0

Hi i want to perform the task of grouping the same molecular structures by using smiles code.

However, even with the same structure, it is difficult to group them because the representation of dummy atoms is different.

I'm using the RDKIT program and I've tried changing several options but haven't found a solution yet. I would like to ask for your help. (rdkit version 2022.3.4)

Example smiles: (same structure but different smiles code -> desired code format)

  1. [1*]C(=O)OC, [13*]C(=O)OC -> *C(=O)OC
  2. [31*]C1=CC=CC2=C1C=CC=N2, [5*]C1=CC=CC2=C1C=CC=N2 -> *C1=CC=CC2=C1C=CC=N2
  3. [45*]C(N)=O, [5*]C(N)=O, [19*]C(N)=O, [16*]C(N)=O -> *C(N)=O
bad_coder
  • 11,289
  • 20
  • 44
  • 72
Park
  • 27
  • 6

1 Answers1

1

Sounds a little weired, but you can replace AnyAtom with AnyAtom.

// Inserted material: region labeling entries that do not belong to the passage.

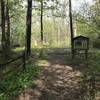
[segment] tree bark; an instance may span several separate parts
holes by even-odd
[[[1,45],[2,45],[2,57],[5,59],[6,58],[6,37],[5,37],[5,1],[1,0],[1,30],[2,30],[2,40],[1,40]]]
[[[73,19],[72,19],[72,2],[69,0],[69,16],[70,16],[70,32],[71,32],[71,52],[72,58],[74,56],[74,48],[73,48]]]
[[[9,17],[9,4],[7,0],[6,4],[6,25],[7,25],[7,30],[6,30],[6,47],[7,47],[7,56],[9,57],[10,53],[10,17]]]
[[[32,0],[28,0],[26,17],[26,53],[31,54],[31,24],[32,24]]]
[[[41,0],[41,44],[43,44],[43,0]]]

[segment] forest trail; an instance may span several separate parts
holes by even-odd
[[[43,71],[35,80],[36,88],[26,90],[19,100],[82,100],[82,72],[67,65],[67,59],[65,55],[51,54],[40,60]]]

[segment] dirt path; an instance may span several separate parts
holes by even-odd
[[[82,100],[80,99],[81,72],[67,65],[64,55],[49,55],[40,60],[43,72],[35,81],[36,88],[26,90],[20,100]]]

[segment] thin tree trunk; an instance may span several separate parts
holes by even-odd
[[[43,0],[41,0],[41,44],[43,44]]]
[[[69,0],[69,16],[70,16],[70,32],[71,32],[71,50],[72,50],[72,58],[74,56],[73,50],[73,20],[72,20],[72,2]]]
[[[6,4],[6,24],[7,24],[6,47],[7,47],[7,56],[9,57],[9,53],[10,53],[10,17],[9,17],[9,4],[8,4],[8,0],[7,0],[7,4]]]
[[[5,2],[4,0],[1,0],[1,30],[2,30],[2,56],[5,59],[6,58],[6,48],[5,48]]]
[[[31,53],[31,24],[32,24],[32,0],[28,0],[27,18],[26,18],[26,53]]]

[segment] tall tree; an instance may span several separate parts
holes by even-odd
[[[43,0],[41,0],[41,43],[43,44]]]
[[[10,53],[10,15],[9,15],[9,2],[6,3],[6,47],[7,47],[7,56],[9,57]]]
[[[70,16],[70,32],[71,32],[71,50],[72,50],[72,58],[74,56],[73,50],[73,19],[72,19],[72,2],[69,0],[69,16]]]
[[[26,52],[31,53],[31,24],[32,24],[32,0],[27,0],[27,17],[26,17]]]
[[[2,30],[2,56],[6,58],[6,37],[5,37],[5,1],[1,0],[1,30]]]

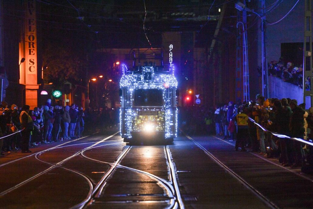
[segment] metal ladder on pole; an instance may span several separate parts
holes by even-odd
[[[244,4],[246,5],[246,1],[244,0]],[[248,36],[247,31],[247,11],[242,12],[242,22],[244,31],[243,33],[243,93],[244,101],[250,100],[250,88],[249,86],[249,62],[248,59]]]
[[[237,22],[241,21],[241,15],[239,11],[237,12]],[[240,29],[237,29],[236,35],[236,101],[242,101],[242,90],[241,65],[242,60],[241,57],[242,48],[241,35]]]
[[[312,78],[312,22],[311,0],[305,0],[304,40],[303,43],[303,70],[302,90],[303,102],[308,109],[313,105]]]

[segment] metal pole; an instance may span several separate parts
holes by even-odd
[[[88,98],[88,106],[89,103],[89,83],[90,82],[90,80],[88,80],[88,83],[87,84],[87,98]]]
[[[265,0],[262,0],[261,4],[261,8],[262,8],[262,16],[261,16],[262,39],[262,96],[265,98],[267,98],[269,96],[269,93],[267,64],[266,63],[266,51],[265,44]]]
[[[3,97],[3,79],[1,79],[1,95],[0,96],[1,99],[1,101],[2,101]]]

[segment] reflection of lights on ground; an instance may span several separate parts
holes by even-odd
[[[152,151],[151,148],[143,147],[141,151],[144,157],[151,158],[153,157],[153,152]]]

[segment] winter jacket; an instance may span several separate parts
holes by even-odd
[[[76,110],[74,110],[71,108],[69,111],[69,117],[71,117],[71,123],[77,123],[77,119],[78,118],[78,115]]]
[[[71,122],[71,118],[69,116],[69,111],[65,110],[63,114],[62,117],[64,122],[70,123]]]
[[[228,125],[228,130],[231,133],[233,133],[235,131],[235,128],[236,126],[235,126],[235,121],[232,120],[229,122],[229,124]]]

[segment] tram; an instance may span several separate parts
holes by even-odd
[[[124,142],[172,142],[177,128],[177,82],[174,66],[166,70],[162,65],[157,66],[150,62],[149,65],[133,66],[132,70],[125,65],[122,68],[120,132]]]

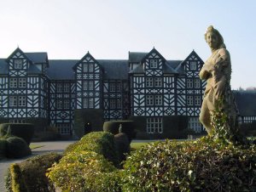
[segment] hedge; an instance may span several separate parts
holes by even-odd
[[[45,172],[61,158],[60,154],[48,153],[12,164],[5,178],[7,191],[54,191],[55,187],[49,182]]]
[[[255,152],[208,137],[153,143],[127,158],[122,191],[255,191]]]
[[[114,145],[113,135],[108,132],[92,132],[84,136],[78,143],[67,147],[64,151],[68,153],[90,150],[102,155],[106,159],[118,166],[119,160]]]
[[[94,132],[68,146],[48,178],[61,191],[119,191],[113,135]]]
[[[26,141],[18,137],[6,138],[6,156],[8,158],[21,158],[31,155],[31,150]]]
[[[10,127],[10,133],[22,138],[29,145],[34,134],[34,126],[30,123],[2,123],[0,124],[0,137],[4,137]]]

You can use ReplaceSubstructs() for this.

from rdkit import Chem

smiles = ['[1*]C(=O)OC', '[13*]C(=O)OC',
          '[31*]C1=CC=CC2=C1C=CC=N2', '[5*]C1=CC=CC2=C1C=CC=N2',
          '[45*]C(N)=O', '[5*]C(N)=O', '[19*]C(N)=O', '[16*]C(N)=O']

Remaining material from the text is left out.